Moving from BI to Big Data
Date: Monday , January 02, 2017
Over the last 3 to 4 years, there is a sudden surge in the trend and shift in focus on evangelizing and monetizing an organizations data. Every role in the IT industry, starting from a newbie in IT to the CEO of the company are talking about deriving more insights using current and historical data.
Why this sudden trend now? On further analysis, this trend is much more in the organizations which have traditional data warehouses (EDW) in place. The reason being, business intelligence teams are utilizing this data more as an enterprise reporting based on the historical trends to derive current business performance. Using this past data, the teams are not able to predict beyond a certain limit for bringing major positive impact to the business. Real time decisions are very tough on the structured data that is coming from the BI Applications.
Based on the recent survey done by the analysts, every day, we create 2.5 quintillion bytes of data so much so that 90 percent of the data in the world today has been created in the last two years alone. This data is more voluminous and wide variety in nature. Unless, we don\'t effectively mix and model this data with our existing applications, it is impossible to predict the patterns for the next best business action. Hence, the need came now for putting more efforts to derive meaningful insights by performing deep dive on volume, variety and velocity of data.
Below is the interest shown in Google on these topics across regions for the period 2004-Nov 2016. The numbers on y-axis represents, search interest relative to the highest point on the chart for that period. A value of 100 is the peak popularity for the term. A value of 50 means that the term is half as popular. Likewise a score of 0 means the term was less than 1 percent as popular as the peak.
Necessity for Aligning to New Trend
The question arises that, when every organization is running towards new technologies, do we need to synch with them? The answer is YES-to meet the competition, to understand more on what is happening and what will happen if the same trend continues and who will get affected and how will it influence my business.
The bygone era of thinking that, the database is nothing but storage of numbers in the form of rows and columns is gone. The new realization is that, Videos, Text, Audio, Maps, Photos, Emails, Chat from various social media sites will also provide lot of valuable insights. To summarize, deep analysis provides any organization with more marketing muscle and in turn, make their customers happier, help their organizations be more efficient, and keep the competition at bay. In Banking, functional areas like Risk, Compliance, Fraud, NPA and Calculating Value at Risk can benefit greatly from these analysis to ensure optimal performance, and to take crucial decisions where timing is very important. The right tools can even recognize specific patterns based on predefined criteria.
Identify Key Stake Holders
Once the buy-in comes from the leadership team, work closely with business teams to find a current business problem where you believe you can have a measurable and meaningful impact. Define your key metrics, gather the appropriate data from various sources, and then iterate through the analytics quickly to find predictive patterns.
Find Right Team
Most of the companies start utilizing their existing IT teams to transform or integrate the data that is coming from the newly identified sources. This will be like, trying to cure a chronic ailment using self-learned home remedy. The key team members for any big data implementations are - Business analyst (Industry experts), Tool expert (Statistically minded and experienced in building models), Data engineer (to transform and process the data).

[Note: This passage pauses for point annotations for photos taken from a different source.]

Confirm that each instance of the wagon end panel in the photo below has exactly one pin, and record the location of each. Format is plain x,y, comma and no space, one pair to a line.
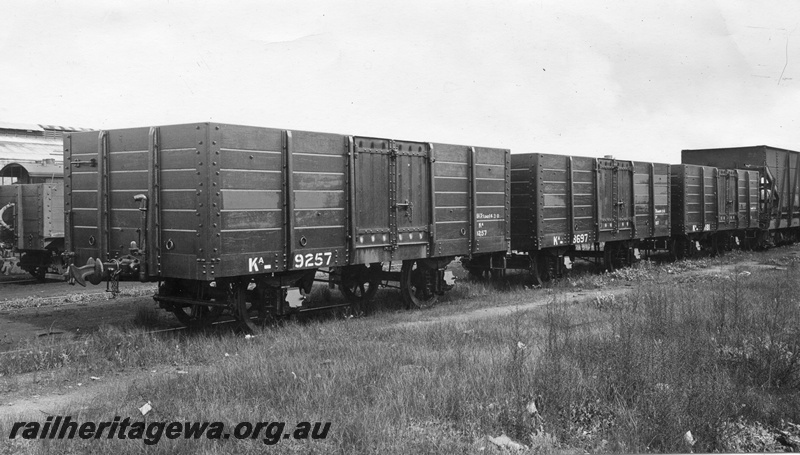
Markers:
452,200
695,188
726,194
651,200
565,194
783,165
523,203
747,199
104,172
678,198
182,178
391,200
53,216
317,176
30,208
491,180
247,212
615,199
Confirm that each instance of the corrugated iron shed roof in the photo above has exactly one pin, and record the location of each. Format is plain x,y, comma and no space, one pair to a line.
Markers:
20,126
37,169
12,149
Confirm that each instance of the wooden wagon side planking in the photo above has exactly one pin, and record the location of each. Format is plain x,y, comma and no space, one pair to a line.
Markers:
231,216
564,207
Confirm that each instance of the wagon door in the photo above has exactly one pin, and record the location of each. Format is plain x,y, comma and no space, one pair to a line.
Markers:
391,201
615,199
727,193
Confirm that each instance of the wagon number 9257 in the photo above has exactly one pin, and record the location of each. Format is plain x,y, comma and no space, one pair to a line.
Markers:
312,260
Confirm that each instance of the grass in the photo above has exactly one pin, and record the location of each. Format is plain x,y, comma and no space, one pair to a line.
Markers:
715,355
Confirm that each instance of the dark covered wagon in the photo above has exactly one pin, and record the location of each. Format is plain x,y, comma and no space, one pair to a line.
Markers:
245,217
32,216
713,208
779,184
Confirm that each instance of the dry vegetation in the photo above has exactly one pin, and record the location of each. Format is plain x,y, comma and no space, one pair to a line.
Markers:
716,354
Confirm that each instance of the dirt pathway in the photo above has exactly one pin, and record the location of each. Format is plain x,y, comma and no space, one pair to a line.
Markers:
33,400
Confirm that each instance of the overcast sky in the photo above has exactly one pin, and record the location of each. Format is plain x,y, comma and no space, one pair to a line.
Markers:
635,79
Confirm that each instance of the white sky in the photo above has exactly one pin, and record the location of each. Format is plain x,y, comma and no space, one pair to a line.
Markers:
637,79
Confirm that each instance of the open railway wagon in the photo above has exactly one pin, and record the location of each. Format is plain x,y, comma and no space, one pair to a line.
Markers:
779,190
32,216
713,209
563,207
243,218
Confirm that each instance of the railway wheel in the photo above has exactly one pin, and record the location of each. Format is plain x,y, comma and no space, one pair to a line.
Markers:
417,285
359,284
197,316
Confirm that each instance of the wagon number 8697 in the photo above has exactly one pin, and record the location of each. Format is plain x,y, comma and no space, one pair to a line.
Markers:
312,260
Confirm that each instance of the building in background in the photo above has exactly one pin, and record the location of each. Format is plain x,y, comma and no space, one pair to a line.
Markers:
37,149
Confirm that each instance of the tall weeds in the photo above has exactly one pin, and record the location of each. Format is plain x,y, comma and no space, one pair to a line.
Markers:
675,360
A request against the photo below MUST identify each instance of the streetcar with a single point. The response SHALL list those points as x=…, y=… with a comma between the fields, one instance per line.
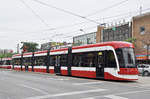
x=5, y=63
x=113, y=60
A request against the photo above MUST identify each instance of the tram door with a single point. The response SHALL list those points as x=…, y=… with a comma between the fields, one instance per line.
x=57, y=67
x=100, y=64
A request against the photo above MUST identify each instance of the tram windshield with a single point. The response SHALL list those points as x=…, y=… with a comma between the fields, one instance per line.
x=126, y=57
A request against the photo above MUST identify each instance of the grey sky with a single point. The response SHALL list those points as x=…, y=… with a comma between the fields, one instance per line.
x=18, y=23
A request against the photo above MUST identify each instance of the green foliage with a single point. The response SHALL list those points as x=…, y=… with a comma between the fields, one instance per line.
x=29, y=46
x=4, y=55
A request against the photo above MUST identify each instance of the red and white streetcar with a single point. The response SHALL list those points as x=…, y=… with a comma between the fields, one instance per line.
x=109, y=60
x=5, y=63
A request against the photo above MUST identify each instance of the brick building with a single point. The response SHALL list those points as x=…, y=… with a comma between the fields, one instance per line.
x=84, y=39
x=141, y=31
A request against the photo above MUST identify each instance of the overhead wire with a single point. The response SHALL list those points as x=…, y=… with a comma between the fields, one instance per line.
x=104, y=9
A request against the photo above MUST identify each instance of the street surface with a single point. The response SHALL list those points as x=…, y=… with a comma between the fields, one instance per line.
x=31, y=85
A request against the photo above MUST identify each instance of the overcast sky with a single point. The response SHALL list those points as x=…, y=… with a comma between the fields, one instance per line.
x=28, y=20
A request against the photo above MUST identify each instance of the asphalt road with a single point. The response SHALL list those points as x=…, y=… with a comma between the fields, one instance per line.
x=30, y=85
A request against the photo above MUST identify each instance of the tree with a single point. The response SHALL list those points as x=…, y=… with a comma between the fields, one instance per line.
x=29, y=46
x=4, y=55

It is better to leverage existing infrastructure and start with a small use case and a POC rather than, going with a big bang approach. The advantage being, early user adoption and start to lay the groundwork for building a culture of analytics-driven decision-making. It\'s a process of Renew-New (Augmenting the existing BI).
Test, Compare and Repeat the Process
With each data set, validate your assumptions and optimize further. Share the results with business team and improve operations. Create repeatable process and action paths. Finally, if the existing EDW has clean data with proper data governance structure in place and providing single version of truth, it will be little easy to integrate additional unstructured data sources combining with right software and hardware. Providing immediate access to the right data, in the right format, is no longer an aspirational goal - it\'s a basic necessity. Building of an EDW to drive a best-in-class BI strategy is a big step in the right direction. Combining with real-time operational business analytics is a huge hop in delivering game-changing differentiation, innovation and performance.